El purpurado mexicano hace esta constatación en la conferencia que ha preparado para el primer Congreso Eucarístico Internacional Universitario celebrado en la Universidad Católica San Antonio de Murcia (UCAM) hasta este domingo.

En la intervención, que al no poder pronunciar personalmente leyó el obispo Cipriano Calderón, vicepresidente emérito de la Comisión Pontificia para América Latina, constata que «muchos han dado en pensar que llamar al sacerdote para la Unción de los Enfermos y para que les lleve el Viático, es poco menos que llamar al sepulturero».

El cardenal justifica esta actitud diciendo que «se tiene gran miedo de la muerte, y por supuesto de aquello que significa la aproximación a ella».

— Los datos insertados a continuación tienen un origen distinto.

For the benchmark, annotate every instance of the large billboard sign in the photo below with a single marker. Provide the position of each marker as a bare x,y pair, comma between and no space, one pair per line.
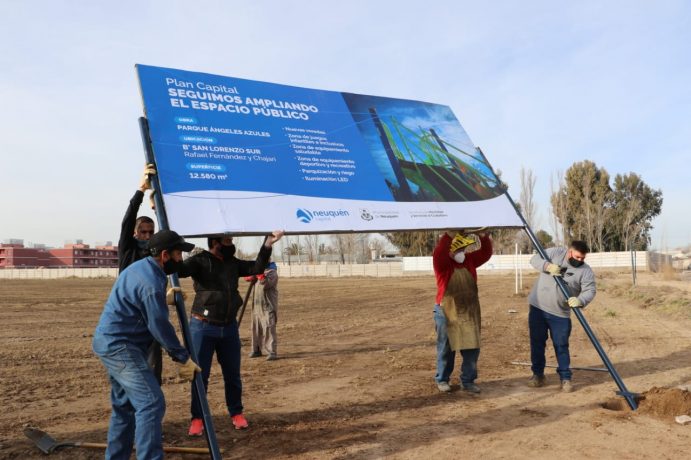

De este modo, afirmó, algunos ven el Viático, la administración del sacramento de la Eucaristía a enfermos que están en peligro de muerte, como «el prólogo a la oscuridad de la muerte», «algo que hiere la sensibilidad educada del hombre de hoy».

Y sin embargo, constató el purpurado, en el Viático, «se recibe la medicina para vencer la muerte con la irrupción máxima de la vida».

Según el cardenal Lozano Barragán, la Eucaristía recibida como Viático es la «unión entre los antecedentes dolorosos de toda la vida que preludian la muerte y la misma muerte con los padecimientos y la muerte de Cristo»

«En la Eucaristía recibida como Viático nos encontramos en plena e íntima unión con Cristo que muere cada una de nuestras muertes, pero que no las muere en la tiniebla del aniquilamiento sino en la luminosidad de la resurrección», afirmó.

«El Viático es Cristo muerto y resucitado, es la plenitud de los tiempos para cada uno de nosotros en la muerte, no una muerte temida y rechazada, sino una muerte amorosa de configuración con el Señor Jesús muerto y resucitado», aseguró.

«El Viático es el garante definitivo de la paz para cada uno de nosotros al morir, pues precisamente esto es la paz: la tranquilidad en el orden», concluyó.